The idea to move on the rubber came from bullpen coach Dana LeVangie. As Bannister put it, sinker ballers can be “cross-striders.” And they risk lower back and hip problems because it’s not as natural to throw across one’s body.

LeVangie wasn’t focusing on health as much as he was thinking, from a catcher’s perspective, how Fister could regain movement. The benefits happened to go hand in hand. 

“He was having trouble trying to get the ball down,” LeVangie said. “So I said I thought about moving over, and guys typically who throw sinkers at some point make an adjustment to move over on the rubber. Making it easier to command the ball glove side of their body, and throw the ball down hill.”

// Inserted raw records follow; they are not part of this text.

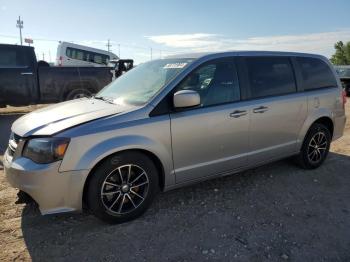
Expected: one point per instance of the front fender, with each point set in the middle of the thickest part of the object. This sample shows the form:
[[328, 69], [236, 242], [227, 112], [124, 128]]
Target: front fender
[[97, 152]]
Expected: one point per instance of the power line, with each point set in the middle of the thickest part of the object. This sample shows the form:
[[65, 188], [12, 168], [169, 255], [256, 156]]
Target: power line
[[162, 52]]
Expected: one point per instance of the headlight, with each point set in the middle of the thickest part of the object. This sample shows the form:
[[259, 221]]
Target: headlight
[[46, 149]]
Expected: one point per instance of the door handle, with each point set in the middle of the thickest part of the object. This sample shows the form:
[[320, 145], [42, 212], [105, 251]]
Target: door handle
[[260, 109], [238, 113]]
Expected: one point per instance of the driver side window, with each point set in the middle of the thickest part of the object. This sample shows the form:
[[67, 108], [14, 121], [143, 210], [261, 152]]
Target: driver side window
[[215, 81]]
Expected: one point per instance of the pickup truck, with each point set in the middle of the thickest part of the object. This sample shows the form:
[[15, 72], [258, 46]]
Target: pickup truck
[[26, 81], [344, 75]]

The Red Sox were in Tampa Bay when LeVangie made the suggestion.

“I started thinking about Derek Lowe, adjustments he made, and I just felt like maybe the time was right,” LeVangie said. “He went out threw a bullpen that day. He was really happy.”

Bannister noted that the fielding independent pitching statistics show that Fister’s low ERA wasn’t a fluke. He also noted that he’s knocked two inches off the rise on his sinker — movement that looks like the 2011 version.

Whether it keeps up is to be seen, but there's reason to think Doug Fister could look a little more like the Doug Fister who taught Rick Porcello so much in Detroit.

“Working on the sinker depth, working on getting the curve ball spin right and then you know kind of just reacting to how the league is this year,” Bannister said. “It’s been harder on sinker ballers in general, just because guys are going all or nothing with their approach. So he has been working on different strategies to kind of evolve himself in how he mixes and how he attacks the zone, and now kind of the final thing is working on getting some depth on the changeup like he had in years past. 

“It’s been impressive to watch him work, to watch him try and pitch competitively while also making all these adjustments, because he went in a very different direction last year in Houston. And unwinding that, while also trying to get back to some of his strengths — while also trying to add something new — it’s been fun to watch him, and it’s really good to see him have success. Because he’s a pitcher who was extremely successful at one point, who is still very talented, has an athleticism and a range of motion you don’t usually see in a 6-foot-8 guy. And so there’s a lot of talent there, a lot of things to work with, and he’s put in the time.”